One question Spies posed was whether the University had missed "something big" in its original plans. Simmons was the first to offer an example, saying that after returning from a summit of university presidents on the issue, she believed climate change would command the University's attention in coming years.

"In this area we might be well-advised to put more energy - if I may use that term - behind this effort, because it's taken hold in a much deeper way than I think we know," Simmons said, her inadvertent pun drawing laughs.

"I second that as something that the student body has tremendous support for," said Undergraduate Council of Students President Michael Glassman '09, a council member who is also active in student environmental group emPOWER.

Council member David Bloom '71 suggested that in the future the plan might allow alums to take "a more formative role" than simply providing donations to fund it.

Michael Chapman, vice president for public affairs and University relations and a member of the council, asked whether there was a fixed end date by which the University could assess whether specific actions of the plan had been completed. The question drew an enthusiastic response from Simmons and Spies.

Spies said the University took "the direct opposite approach" and emphasized the process the plan represents, which the current reassessment exemplified.

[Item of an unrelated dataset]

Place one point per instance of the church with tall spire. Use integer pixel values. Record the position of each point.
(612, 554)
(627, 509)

"Any specific plan has a useful life, but the planning process ... shouldn't change, at least not quickly," Spies said. "What we should be doing is taking moments like these and extending the plan out."

Simmons agreed, saying the plan was most valuable because it was "open," and created bodies like the BUCC itself to "invite comment" on University priorities. The real point of the plan is to ingrain an effective deliberative process that would survive into future generations of University leadership, she said.

Out of time, the council postponed a planned presentation from the Transportation and Parking Task Force.